Dealing with Race Conditions in Event-Driven Architecture with Read Models
My events came out of order! What should I do?!
Are you familiar with the term “phantom record” and its benefits? No? Let me explain it to you today.
Everyone has a plan until they get punched in the mouth. Design, architecture, and modelling are important, but it’s the actual code that reaches production. That’s also the place where we see all those nasty issues that we haven’t foreseen, like: race conditions, eventual inconsistency, idemNotency, etc.
We realise that our BBC Architecture is just a Box-Box Cylinder on paper; in reality, things get messy. We go from a 2D layout to a 3D or even a 4D view.

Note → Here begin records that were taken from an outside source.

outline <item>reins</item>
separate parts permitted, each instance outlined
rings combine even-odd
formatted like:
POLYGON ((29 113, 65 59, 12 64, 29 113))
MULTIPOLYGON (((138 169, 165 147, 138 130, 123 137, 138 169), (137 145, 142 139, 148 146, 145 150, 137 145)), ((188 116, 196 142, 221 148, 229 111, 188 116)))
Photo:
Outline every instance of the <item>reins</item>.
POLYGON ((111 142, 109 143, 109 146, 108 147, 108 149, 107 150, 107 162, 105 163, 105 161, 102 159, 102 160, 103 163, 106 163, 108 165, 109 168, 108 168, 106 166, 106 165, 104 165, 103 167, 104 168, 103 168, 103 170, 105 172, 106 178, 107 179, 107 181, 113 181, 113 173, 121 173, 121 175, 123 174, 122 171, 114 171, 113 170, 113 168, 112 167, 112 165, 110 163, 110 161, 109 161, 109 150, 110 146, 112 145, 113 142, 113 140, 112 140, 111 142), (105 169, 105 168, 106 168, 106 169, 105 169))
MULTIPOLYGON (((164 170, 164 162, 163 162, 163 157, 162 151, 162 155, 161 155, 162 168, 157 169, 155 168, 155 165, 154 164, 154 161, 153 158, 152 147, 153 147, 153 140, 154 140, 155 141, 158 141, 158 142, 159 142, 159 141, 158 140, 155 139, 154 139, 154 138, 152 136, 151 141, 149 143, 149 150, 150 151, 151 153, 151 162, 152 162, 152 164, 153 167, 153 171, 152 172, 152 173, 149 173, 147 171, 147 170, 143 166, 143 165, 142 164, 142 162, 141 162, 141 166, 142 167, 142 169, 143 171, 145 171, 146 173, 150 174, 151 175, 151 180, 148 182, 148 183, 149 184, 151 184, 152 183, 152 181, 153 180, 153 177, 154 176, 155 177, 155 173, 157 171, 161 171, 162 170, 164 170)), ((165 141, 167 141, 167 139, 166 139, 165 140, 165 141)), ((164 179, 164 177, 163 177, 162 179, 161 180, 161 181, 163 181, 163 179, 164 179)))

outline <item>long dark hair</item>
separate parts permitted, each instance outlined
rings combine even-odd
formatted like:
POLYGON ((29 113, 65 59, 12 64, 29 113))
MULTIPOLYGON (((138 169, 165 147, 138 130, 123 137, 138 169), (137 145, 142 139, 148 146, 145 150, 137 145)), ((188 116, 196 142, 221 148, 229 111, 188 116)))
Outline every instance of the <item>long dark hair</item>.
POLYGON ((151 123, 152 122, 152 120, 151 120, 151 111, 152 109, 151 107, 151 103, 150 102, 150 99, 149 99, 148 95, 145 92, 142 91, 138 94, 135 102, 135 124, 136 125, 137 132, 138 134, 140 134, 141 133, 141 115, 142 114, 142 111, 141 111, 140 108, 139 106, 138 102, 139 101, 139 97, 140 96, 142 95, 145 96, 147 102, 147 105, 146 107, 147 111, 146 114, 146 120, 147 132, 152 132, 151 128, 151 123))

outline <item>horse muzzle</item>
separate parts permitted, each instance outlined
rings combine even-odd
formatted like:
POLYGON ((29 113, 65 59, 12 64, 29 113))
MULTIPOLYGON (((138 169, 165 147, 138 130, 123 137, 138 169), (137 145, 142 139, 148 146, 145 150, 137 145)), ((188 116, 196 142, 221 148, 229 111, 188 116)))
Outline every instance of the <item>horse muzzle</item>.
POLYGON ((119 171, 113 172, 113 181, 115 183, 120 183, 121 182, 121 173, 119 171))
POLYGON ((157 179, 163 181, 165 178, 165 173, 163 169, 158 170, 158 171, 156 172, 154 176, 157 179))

We see that our business processes are not so linear and predictable as we draw them. Of course, we have somewhere in the back of our mind that subprocesses can go in parallel, but somehow our tests go down the happy path. Then bugs and incidents come in.
We learn the hard way that real processes have delays; they run in parallel. For instance, when you process a payment, fraud checking, risk assessment, and merchant validation happen simultaneously. That’s efficiency, not a flaw.
And the sad part is that it’s our role to provide this efficiency. Yelling at event-driven clouds won’t help.
Race Conditions in EDA
When we distribute our systems, we’re getting better isolation of failure, we can deploy changes at a different pace, but… But we also get communication going at various paces. We can no longer get a unified view of the business actions in the order of appearance. Now each service has its own linearity.
To integrate services predictably, we’re using messaging tools. They provide us with durability, retries when the recipient is unavailable, and ensure that information flows and data are delivered effectively. Still, they’re not magical creatures; they have their limits. We can’t cheat physics.
Between one service and the other, we’re putting in a queue. That’s the place where we can achieve an ordering guarantee. Typically, one queue, one consumer means that we can achieve ordering. Still, not all tools are giving us that.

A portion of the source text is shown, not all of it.